Full disclosure to my devoted blog dogs, (yes all three of you) I am a shareholder so my opinions are not without bias.  And while I believe HMPR is a solid "buy and hold" long term investment....I could be wrong.  Do your own DD and don't hesitate to consult with a licensed professional.  

HMPR hardly gets any chatter on places like twitter and stocktwits, this is not some speculative money losing company being hyped and promoted like its the greatest investment vehicle of all time and a sure fire winner.  If you want a stock like that sign up with some email blasting chop shop.  


Saturday, July 23, 2016

Why Donald Trump will be the next American President....

Trump versus Clinton, Hillary versus the Donald.  The insider versus the outsider, the chosen one against the bombastic one.  Man oh man, this is gonna be a fun election for my American friends.

And Donald J. Trump is going to win.  

Okay, I hear what all my regular readers are saying, all three of them.  This is a blog about stocks, about the financial markets.  This isn't a political soapbox.  Why am I going on about the U.S. election?  

Well I'll tell ya.  

There's a reason Donald will win, and its the same reason why money losing companies are able to attract investors while printing off shares.  Mr. Trump will be moving into the White House for the very same reasons that people put hard earned money into companies whose executives earn million dollar salaries and bonuses but never deliver long term shareholder value, sometimes for decades.

Why?  Because people are stupid.  

Please note, I said "People" not "Americans".  The United States does not have a monopoly on stupidity.  Canadians like myself need look no further than our largest city, the cosmopolitan and liberal bastion called Toronto, which elected crackhead Rob Ford as mayor.  

Its a simple formula folks, you see it in politics and the public markets all the time.  Just tell people what they want to hear and make sure you have a really simple solution to any problem, no matter how complex.  All you have to do is sound strong and confident, even when you're talking outta your ass.

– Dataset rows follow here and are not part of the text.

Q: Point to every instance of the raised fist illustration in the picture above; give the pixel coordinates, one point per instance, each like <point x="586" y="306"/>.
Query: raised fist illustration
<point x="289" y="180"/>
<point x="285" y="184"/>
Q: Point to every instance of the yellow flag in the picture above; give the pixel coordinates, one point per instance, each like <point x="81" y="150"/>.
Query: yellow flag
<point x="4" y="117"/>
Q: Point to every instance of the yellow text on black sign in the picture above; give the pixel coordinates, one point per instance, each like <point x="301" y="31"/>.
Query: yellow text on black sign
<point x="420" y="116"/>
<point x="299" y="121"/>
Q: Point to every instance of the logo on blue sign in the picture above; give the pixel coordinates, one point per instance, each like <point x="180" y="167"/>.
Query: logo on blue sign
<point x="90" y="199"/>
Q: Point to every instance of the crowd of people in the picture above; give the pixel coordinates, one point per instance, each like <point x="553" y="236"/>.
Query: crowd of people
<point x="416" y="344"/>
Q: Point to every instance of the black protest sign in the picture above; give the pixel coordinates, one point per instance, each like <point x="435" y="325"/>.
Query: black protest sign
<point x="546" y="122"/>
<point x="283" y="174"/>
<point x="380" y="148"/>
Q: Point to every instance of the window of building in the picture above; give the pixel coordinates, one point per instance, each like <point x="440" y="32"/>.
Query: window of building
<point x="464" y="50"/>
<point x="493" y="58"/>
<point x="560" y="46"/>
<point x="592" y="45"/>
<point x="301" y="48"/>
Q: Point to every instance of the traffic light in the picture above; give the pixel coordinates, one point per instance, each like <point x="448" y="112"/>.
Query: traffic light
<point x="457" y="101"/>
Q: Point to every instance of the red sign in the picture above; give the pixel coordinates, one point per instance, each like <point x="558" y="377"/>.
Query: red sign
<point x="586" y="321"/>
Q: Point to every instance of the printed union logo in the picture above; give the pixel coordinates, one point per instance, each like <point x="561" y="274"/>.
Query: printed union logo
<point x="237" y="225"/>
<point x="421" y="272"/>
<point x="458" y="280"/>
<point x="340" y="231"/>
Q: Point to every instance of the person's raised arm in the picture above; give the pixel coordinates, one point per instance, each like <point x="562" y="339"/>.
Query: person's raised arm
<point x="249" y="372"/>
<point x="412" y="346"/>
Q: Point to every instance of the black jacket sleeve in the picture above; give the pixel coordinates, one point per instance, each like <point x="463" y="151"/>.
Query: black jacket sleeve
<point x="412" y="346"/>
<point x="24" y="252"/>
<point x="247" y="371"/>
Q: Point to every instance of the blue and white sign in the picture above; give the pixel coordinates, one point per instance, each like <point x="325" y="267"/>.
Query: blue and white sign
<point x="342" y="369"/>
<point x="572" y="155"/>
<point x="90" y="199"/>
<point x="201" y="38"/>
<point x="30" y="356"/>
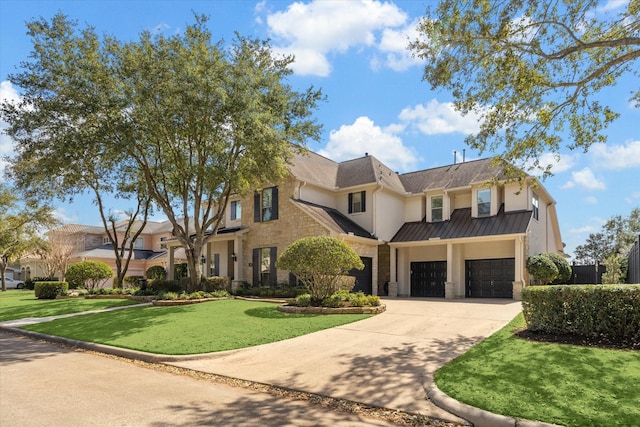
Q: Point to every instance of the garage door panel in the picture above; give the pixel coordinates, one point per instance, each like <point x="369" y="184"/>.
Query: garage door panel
<point x="428" y="279"/>
<point x="491" y="278"/>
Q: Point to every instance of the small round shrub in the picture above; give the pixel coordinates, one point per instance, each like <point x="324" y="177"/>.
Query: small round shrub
<point x="157" y="272"/>
<point x="50" y="290"/>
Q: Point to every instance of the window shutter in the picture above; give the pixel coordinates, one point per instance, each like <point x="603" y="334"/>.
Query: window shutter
<point x="272" y="268"/>
<point x="256" y="207"/>
<point x="274" y="203"/>
<point x="256" y="266"/>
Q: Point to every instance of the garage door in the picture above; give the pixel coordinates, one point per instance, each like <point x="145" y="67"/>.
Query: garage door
<point x="427" y="278"/>
<point x="363" y="277"/>
<point x="490" y="278"/>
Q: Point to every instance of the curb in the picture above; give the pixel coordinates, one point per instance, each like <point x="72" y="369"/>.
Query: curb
<point x="476" y="416"/>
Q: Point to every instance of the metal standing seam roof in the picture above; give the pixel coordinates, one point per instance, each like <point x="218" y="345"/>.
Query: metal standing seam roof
<point x="462" y="225"/>
<point x="332" y="219"/>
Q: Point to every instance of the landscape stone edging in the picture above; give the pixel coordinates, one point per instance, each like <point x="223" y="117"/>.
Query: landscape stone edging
<point x="330" y="310"/>
<point x="476" y="416"/>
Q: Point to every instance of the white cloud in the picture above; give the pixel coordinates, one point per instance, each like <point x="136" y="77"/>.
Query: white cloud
<point x="313" y="30"/>
<point x="586" y="179"/>
<point x="591" y="200"/>
<point x="617" y="156"/>
<point x="439" y="118"/>
<point x="363" y="136"/>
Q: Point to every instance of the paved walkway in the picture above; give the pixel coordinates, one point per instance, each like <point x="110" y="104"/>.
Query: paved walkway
<point x="387" y="360"/>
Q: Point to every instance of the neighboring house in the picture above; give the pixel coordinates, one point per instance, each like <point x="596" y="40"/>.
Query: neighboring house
<point x="454" y="231"/>
<point x="81" y="243"/>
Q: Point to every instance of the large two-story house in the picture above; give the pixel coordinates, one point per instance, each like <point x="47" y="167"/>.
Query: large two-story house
<point x="455" y="231"/>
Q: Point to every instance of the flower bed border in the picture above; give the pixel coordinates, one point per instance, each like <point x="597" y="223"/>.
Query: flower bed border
<point x="330" y="310"/>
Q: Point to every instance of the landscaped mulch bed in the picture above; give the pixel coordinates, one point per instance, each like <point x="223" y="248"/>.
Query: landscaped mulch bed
<point x="600" y="342"/>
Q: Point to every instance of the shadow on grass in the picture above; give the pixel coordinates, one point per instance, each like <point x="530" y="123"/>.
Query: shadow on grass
<point x="106" y="327"/>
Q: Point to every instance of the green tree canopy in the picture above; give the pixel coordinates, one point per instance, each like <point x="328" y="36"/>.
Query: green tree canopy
<point x="531" y="69"/>
<point x="320" y="262"/>
<point x="191" y="119"/>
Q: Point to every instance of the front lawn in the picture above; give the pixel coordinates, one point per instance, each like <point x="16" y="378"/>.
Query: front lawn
<point x="557" y="383"/>
<point x="19" y="304"/>
<point x="192" y="329"/>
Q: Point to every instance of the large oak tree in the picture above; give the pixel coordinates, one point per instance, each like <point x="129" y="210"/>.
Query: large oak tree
<point x="193" y="120"/>
<point x="531" y="68"/>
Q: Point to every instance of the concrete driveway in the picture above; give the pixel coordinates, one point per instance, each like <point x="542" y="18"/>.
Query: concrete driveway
<point x="387" y="360"/>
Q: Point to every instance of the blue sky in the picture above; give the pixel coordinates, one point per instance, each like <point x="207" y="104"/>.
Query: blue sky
<point x="377" y="102"/>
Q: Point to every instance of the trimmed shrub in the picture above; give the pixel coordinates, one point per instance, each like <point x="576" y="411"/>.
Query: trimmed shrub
<point x="89" y="274"/>
<point x="607" y="311"/>
<point x="50" y="290"/>
<point x="320" y="262"/>
<point x="166" y="286"/>
<point x="216" y="283"/>
<point x="542" y="268"/>
<point x="157" y="272"/>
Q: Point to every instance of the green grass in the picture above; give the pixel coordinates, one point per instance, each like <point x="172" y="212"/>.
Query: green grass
<point x="192" y="329"/>
<point x="18" y="304"/>
<point x="557" y="383"/>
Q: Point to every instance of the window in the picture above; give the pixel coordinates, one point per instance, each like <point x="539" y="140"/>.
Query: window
<point x="436" y="209"/>
<point x="264" y="266"/>
<point x="139" y="243"/>
<point x="357" y="202"/>
<point x="265" y="205"/>
<point x="535" y="206"/>
<point x="236" y="210"/>
<point x="484" y="202"/>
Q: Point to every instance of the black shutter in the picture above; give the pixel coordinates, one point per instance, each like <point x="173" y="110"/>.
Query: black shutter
<point x="257" y="207"/>
<point x="274" y="203"/>
<point x="256" y="267"/>
<point x="272" y="268"/>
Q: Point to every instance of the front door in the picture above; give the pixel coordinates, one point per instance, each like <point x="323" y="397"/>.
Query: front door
<point x="428" y="278"/>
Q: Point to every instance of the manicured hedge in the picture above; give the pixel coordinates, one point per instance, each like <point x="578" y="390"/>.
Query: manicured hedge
<point x="607" y="311"/>
<point x="50" y="290"/>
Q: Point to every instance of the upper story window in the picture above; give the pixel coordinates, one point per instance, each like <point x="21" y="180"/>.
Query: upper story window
<point x="139" y="243"/>
<point x="535" y="204"/>
<point x="484" y="202"/>
<point x="357" y="202"/>
<point x="265" y="204"/>
<point x="236" y="210"/>
<point x="436" y="208"/>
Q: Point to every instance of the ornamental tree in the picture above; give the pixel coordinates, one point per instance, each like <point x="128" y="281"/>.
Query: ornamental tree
<point x="320" y="262"/>
<point x="532" y="70"/>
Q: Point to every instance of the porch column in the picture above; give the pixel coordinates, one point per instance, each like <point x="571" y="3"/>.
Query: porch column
<point x="449" y="285"/>
<point x="518" y="282"/>
<point x="170" y="266"/>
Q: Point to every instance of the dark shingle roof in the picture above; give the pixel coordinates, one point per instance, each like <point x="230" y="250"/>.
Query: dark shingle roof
<point x="332" y="219"/>
<point x="462" y="224"/>
<point x="452" y="176"/>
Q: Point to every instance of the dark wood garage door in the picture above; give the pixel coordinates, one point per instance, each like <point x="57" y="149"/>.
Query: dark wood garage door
<point x="428" y="278"/>
<point x="363" y="277"/>
<point x="490" y="278"/>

How it works in the public markets

You have some little beverage company that claims its going to compete with the Cokes, the Pepsi Colas the Nestles of the market.  How?  Easy, by merging with other little companies to bring about economies of scale and synergies, going after a small little niche segment.  Just think about it, some little Pink Sheet traded OTC company will go from pennies to $10 so buy all you can while the PPS has only climbed to a buck or two and you'll be rich.  And don't even think about who is selling, that doesn't matter.

In politics

How can the U.S. deal with illegal immigrants coming in from Mexico?  Simple, just build a wall. Easy peasy lemon squeezey, just say it after me.  Build a wall, build a wall....keep saying it until you understand that it can't fail.  If you're still not convinced pump your hand and chant, and say it louder. BUILD A WALL, BUILD A WALL!!!  

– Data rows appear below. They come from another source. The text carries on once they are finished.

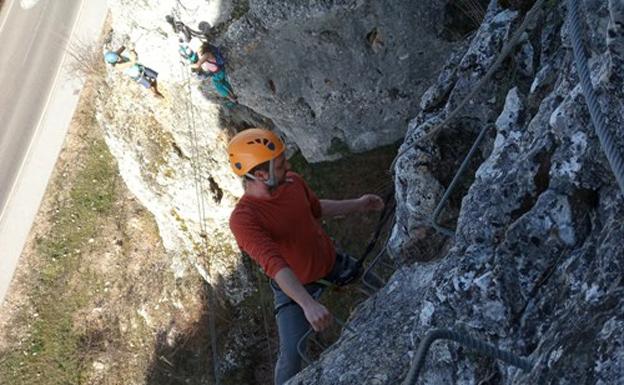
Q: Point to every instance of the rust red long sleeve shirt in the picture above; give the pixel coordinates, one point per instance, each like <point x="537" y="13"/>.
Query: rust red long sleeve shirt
<point x="284" y="231"/>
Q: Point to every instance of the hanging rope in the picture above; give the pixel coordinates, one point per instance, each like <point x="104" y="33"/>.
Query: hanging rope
<point x="606" y="139"/>
<point x="201" y="208"/>
<point x="198" y="181"/>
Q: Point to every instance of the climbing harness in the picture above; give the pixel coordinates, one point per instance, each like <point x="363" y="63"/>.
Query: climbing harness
<point x="465" y="340"/>
<point x="606" y="139"/>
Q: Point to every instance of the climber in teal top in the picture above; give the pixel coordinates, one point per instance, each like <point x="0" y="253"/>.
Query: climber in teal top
<point x="211" y="64"/>
<point x="130" y="66"/>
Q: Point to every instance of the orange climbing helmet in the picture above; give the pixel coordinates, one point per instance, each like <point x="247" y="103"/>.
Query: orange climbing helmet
<point x="252" y="147"/>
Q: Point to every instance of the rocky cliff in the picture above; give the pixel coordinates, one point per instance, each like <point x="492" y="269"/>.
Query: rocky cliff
<point x="534" y="265"/>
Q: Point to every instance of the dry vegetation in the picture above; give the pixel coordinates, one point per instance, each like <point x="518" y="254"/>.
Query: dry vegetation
<point x="94" y="300"/>
<point x="94" y="290"/>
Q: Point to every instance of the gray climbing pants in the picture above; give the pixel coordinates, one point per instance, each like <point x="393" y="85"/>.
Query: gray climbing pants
<point x="292" y="324"/>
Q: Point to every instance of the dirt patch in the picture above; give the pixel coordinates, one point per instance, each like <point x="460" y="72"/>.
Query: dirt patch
<point x="93" y="292"/>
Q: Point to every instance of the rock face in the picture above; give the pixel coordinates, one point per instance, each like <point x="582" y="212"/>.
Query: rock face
<point x="536" y="263"/>
<point x="338" y="76"/>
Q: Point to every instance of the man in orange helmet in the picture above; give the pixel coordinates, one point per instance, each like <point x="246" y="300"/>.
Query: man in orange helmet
<point x="277" y="223"/>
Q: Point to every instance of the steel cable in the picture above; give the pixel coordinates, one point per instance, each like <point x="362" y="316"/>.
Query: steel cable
<point x="467" y="341"/>
<point x="505" y="51"/>
<point x="606" y="139"/>
<point x="451" y="187"/>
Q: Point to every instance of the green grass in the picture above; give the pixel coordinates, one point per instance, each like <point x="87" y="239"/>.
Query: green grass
<point x="53" y="352"/>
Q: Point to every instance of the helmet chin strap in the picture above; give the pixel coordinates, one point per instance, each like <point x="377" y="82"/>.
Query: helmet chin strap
<point x="272" y="181"/>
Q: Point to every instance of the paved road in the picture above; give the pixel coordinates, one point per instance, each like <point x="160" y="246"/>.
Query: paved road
<point x="36" y="104"/>
<point x="31" y="48"/>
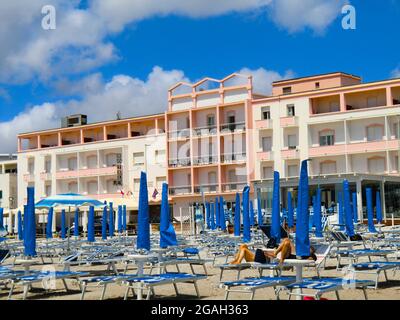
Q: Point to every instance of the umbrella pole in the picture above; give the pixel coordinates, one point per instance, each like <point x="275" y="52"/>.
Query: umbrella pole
<point x="68" y="231"/>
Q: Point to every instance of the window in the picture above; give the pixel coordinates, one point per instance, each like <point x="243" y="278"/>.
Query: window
<point x="396" y="130"/>
<point x="327" y="138"/>
<point x="160" y="156"/>
<point x="136" y="185"/>
<point x="210" y="120"/>
<point x="376" y="165"/>
<point x="160" y="181"/>
<point x="293" y="170"/>
<point x="372" y="102"/>
<point x="287" y="90"/>
<point x="328" y="167"/>
<point x="292" y="141"/>
<point x="267" y="172"/>
<point x="266" y="144"/>
<point x="374" y="133"/>
<point x="138" y="158"/>
<point x="334" y="106"/>
<point x="47" y="190"/>
<point x="290" y="110"/>
<point x="266" y="113"/>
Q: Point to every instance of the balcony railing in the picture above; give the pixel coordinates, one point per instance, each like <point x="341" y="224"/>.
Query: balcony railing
<point x="265" y="156"/>
<point x="205" y="131"/>
<point x="264" y="124"/>
<point x="206" y="188"/>
<point x="233" y="127"/>
<point x="205" y="160"/>
<point x="233" y="157"/>
<point x="29" y="177"/>
<point x="179" y="134"/>
<point x="290" y="154"/>
<point x="233" y="186"/>
<point x="289" y="121"/>
<point x="173" y="191"/>
<point x="182" y="162"/>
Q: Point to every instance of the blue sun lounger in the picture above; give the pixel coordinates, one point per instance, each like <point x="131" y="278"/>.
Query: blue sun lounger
<point x="375" y="268"/>
<point x="148" y="283"/>
<point x="316" y="287"/>
<point x="26" y="281"/>
<point x="251" y="285"/>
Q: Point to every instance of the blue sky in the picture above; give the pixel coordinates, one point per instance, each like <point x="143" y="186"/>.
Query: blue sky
<point x="124" y="50"/>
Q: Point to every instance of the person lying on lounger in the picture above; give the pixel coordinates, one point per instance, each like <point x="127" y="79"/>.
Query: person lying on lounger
<point x="285" y="249"/>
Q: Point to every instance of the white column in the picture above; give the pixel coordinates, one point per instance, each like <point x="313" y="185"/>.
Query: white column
<point x="359" y="200"/>
<point x="85" y="221"/>
<point x="383" y="200"/>
<point x="10" y="222"/>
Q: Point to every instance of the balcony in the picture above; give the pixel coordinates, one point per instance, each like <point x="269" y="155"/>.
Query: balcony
<point x="327" y="150"/>
<point x="29" y="177"/>
<point x="45" y="176"/>
<point x="233" y="157"/>
<point x="177" y="163"/>
<point x="204" y="131"/>
<point x="233" y="186"/>
<point x="371" y="146"/>
<point x="264" y="124"/>
<point x="183" y="190"/>
<point x="289" y="122"/>
<point x="237" y="127"/>
<point x="265" y="156"/>
<point x="182" y="134"/>
<point x="206" y="188"/>
<point x="290" y="154"/>
<point x="206" y="160"/>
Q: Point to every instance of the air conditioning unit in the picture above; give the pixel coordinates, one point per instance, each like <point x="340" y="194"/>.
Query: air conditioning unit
<point x="74" y="121"/>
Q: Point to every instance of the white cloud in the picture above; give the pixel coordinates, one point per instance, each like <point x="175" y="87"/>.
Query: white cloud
<point x="102" y="100"/>
<point x="295" y="15"/>
<point x="262" y="79"/>
<point x="81" y="41"/>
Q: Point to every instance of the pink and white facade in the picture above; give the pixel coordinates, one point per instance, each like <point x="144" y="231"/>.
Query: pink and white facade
<point x="217" y="135"/>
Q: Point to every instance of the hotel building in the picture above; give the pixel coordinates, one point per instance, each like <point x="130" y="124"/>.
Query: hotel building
<point x="217" y="135"/>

Confidence is key folks.  If you start trying to sound intelligent and nuanced, you've already lost.  

Now, with public companies we all know what happens.  Reality sets in and the PPS crashes leaving investors wondering:  "What the hell just happened"?  But that's okay for the CEO and other insiders because the money has been raised.  The salary and bonus checks will continue thanks to the stupidity of the investing public.  And some are so stupid they'll refuse to admit they even made a mistake. They'll still love the CEO and will blame dark market forces like hedge funds and short sellers. They'll scream at message board "bashers" who were too dumb to buy a ticket to the promised land.

In politics its much the same.  

Once Trump gets elected and the wall still isn't built or even started, it won't be his fault....it won't be because it was a really dumb idea.  It will be because of his opponents who didn't see Donald's genius. When protectionism isolates the United States from the rest of the world and men and women are out of work, it won't be because voters put the wrong guy in the White House, it'll be because of American enemies.  

Oh what might have been

It could have been a different election though.  The Democrats could have gone with a better candidate.  Instead they gift wrapped the nomination and handed it to Hillary Clinton. The former first lady, senator and secretary of state with the private server and bogus sniper fire story.  The contradictory progressive who also says she's a moderate, once against same sex marriage and now in favor of it.  Whiskey Tango Foxtrot???

Bernie Sanders would have offered a clear choice, old but dynamic Bernie knows how to do more than just talk the talk, he walks the walk.  He talks racial justice and marched with MLK.  Hillary talks about the glass ceiling and women's issues but laughs about getting a rapist off with time served. Bernie would have had a chance, but Hillary will inspire too many voters to stay home on election day.  Some voters will hold their noses too long and won't be able to leave the house in November.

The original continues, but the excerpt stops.